How are we capturing email addresses, names and contact details of people who visit our site and are interested in our products and services?
Sales conversion is all about talking to those leads and showing them how we can help them. That’s all that is. It can be done with a call, face to face, email marketing and more.
When we’re doing this, we can explore marketing automation to automate and speed up the whole process and make sure that each customer is profitable.
In summary, most websites have a problem with at least one of these points. Their expectations will be sky-high for the end results, but it might be something earlier on that’s choking the funnel.
Talking to Customers About Profit
So we can open up discussion with our customers, both new and legacy, and look at how they want their website to act.
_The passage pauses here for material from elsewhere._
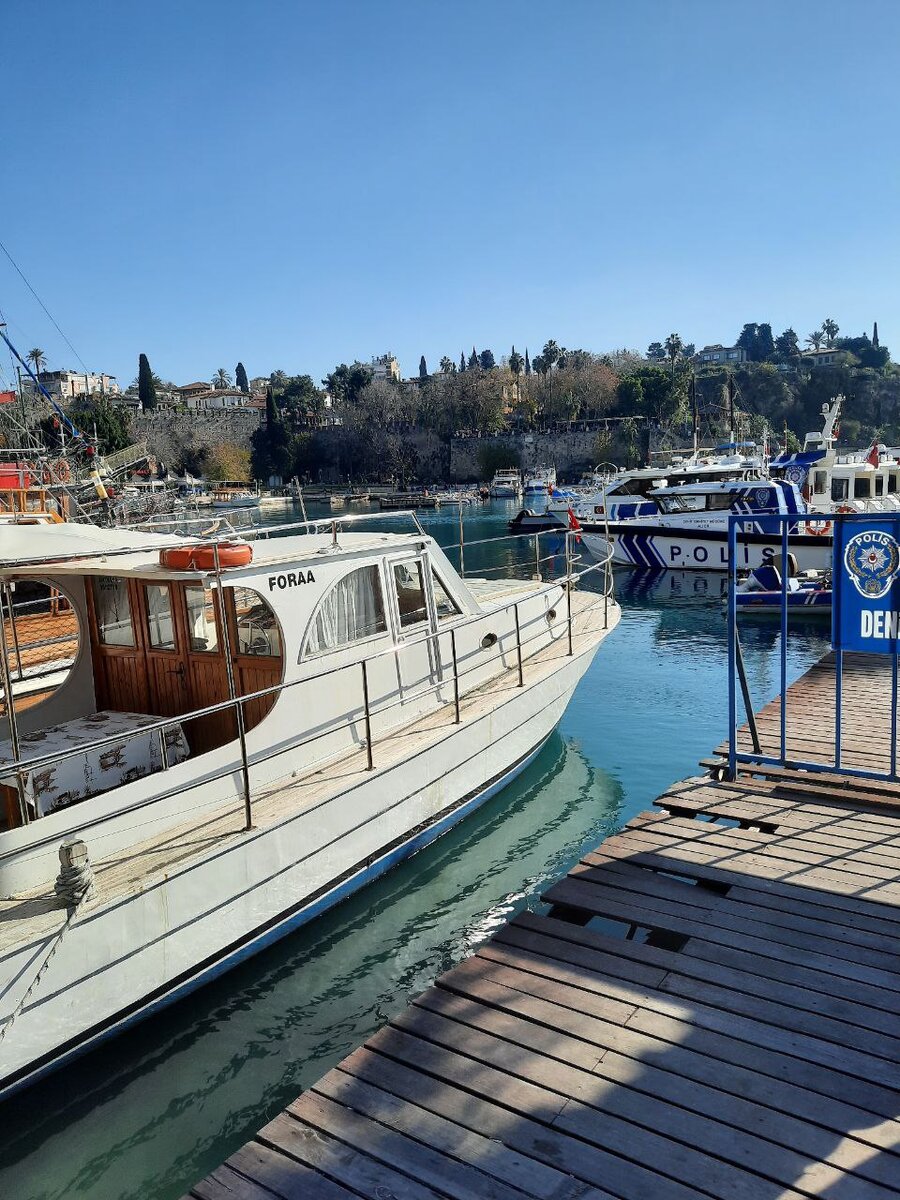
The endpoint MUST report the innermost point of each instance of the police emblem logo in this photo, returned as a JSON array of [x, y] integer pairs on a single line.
[[873, 562]]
Below is a screen that shows the types of customers we’re going to talk to. Before Agency Mavericks, your customers might not have profitable websites, and they might have a tepid relationship with you.
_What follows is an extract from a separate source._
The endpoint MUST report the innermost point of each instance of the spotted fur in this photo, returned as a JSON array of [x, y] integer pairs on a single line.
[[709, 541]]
Newer customers have slightly different approaches and require coaching through the process. Talk to them about what they want their website to do and what the realistic achievements are for the level of investment they’re willing to commit.
Profitable websites require regular investment
“You’re only going to get leads if you drive traffic to your website. And to drive traffic, you need to either post content (very) regularly, or invest in paid traffic”.
Simple as that. Most website businesses recoil in horror at the idea of regular paid traffic. But we’re not most website businesses. The first reason they don’t like the idea of PPC (Pay Per Click) is because they feel people don't want to pay regularly for traffic to come to their site.
I can assure you, if you ask a business owner if they could treat traffic like a tap and guarantee a certain number of visitors to their business a day, and that the traffic is targeted and more likely to buy, they’ll happily invest.
The second reason website businesses are reluctant to sell PPC is because they want organic SEO and social media sharing to be at the top of the traffic sources. While that’s admirable and certainly true to an extent, that takes a long time to develop, and often as much investment as PPC anyway.
At the end of the day, a website is part of the journey that a customer should interact with.
We put a paid advert in front of them and show them a piece of free blog post content that could help them.
They show their interest for more help and sign up, giving us a lead. We can market and sell to them to generate profit and before you know it, the website investment and traffic investment has paid off.
If you can tell your customers that an initial investment of a website and a regular monthly payment WILL generate them customers, you’ll be very hard to turn down. But, just like any investment, profit from a website takes time to grow and requires a little upfront capital.
Takeaway
Look, I do this for a living. I build funnels and profit journeys with WordPress websites every day.
I’ve had to learn the hard way that my customers expect results.
We’ve talked today about the number one reason customers aren’t happy with you – expectation setting. We’ve looked at how you can manage this and open up the conversation towards generating leads and sales from a website.
I presented my ideas on how to build and sell a profitable website to the Agency Mavericks members. The biggest takeaway for them was that it isn’t as complicated as they thought.